SeldonIO / seldon-core

An MLOps framework to package, deploy, monitor and manage thousands of production machine learning models
https://www.seldon.io/tech/products/core/
Other
4.33k stars 827 forks source link

Deleting failed model doesn't work in v2 #4768

Open nadworny opened 1 year ago

nadworny commented 1 year ago

Describe the bug

I have a model that failed deployment. Kubectl delete is successful but the model is still visible under Models CRDs in k8s.

To reproduce

  1. Train a model and log into mlflow.
  2. Deploy
    apiVersion: mlops.seldon.io/v1alpha1
    kind: Model
    metadata:
    name: xxx
    spec:
    storageUri: "azureblob://xxx"
    secretName: "xxx-secret"
    requirements:
    - mlflow
  3. Delete kubectl delete -f ./k8s/model_xxx.yaml -n ${NAMESPACE}

Expected behaviour

Model is completely deleted.

Environment

ukclivecox commented 1 year ago

Which version of Seldon Core V2 are you running as Models that fail scheduling should still be deletable in latest version.

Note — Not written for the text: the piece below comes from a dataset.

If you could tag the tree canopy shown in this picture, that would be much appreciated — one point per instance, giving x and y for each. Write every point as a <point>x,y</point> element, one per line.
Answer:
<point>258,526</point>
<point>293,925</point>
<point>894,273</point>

nadworny commented 1 year ago

@cliveseldon how can I verify that? I installed it today using the helm charts.

nadworny commented 1 year ago

sorry, my bad! This works on AKS (I didn't switch ctx in k9s) but it doesn't in local k8s (docker desktop). I'll update the environment info shortly.

ukclivecox commented 1 year ago

Can you make sure you have latest images locally as you are running on AKS as not sure what would be the difference.

nadworny commented 1 year ago

I did the installation using helm on Wednesday so I'm pretty sure it's latest.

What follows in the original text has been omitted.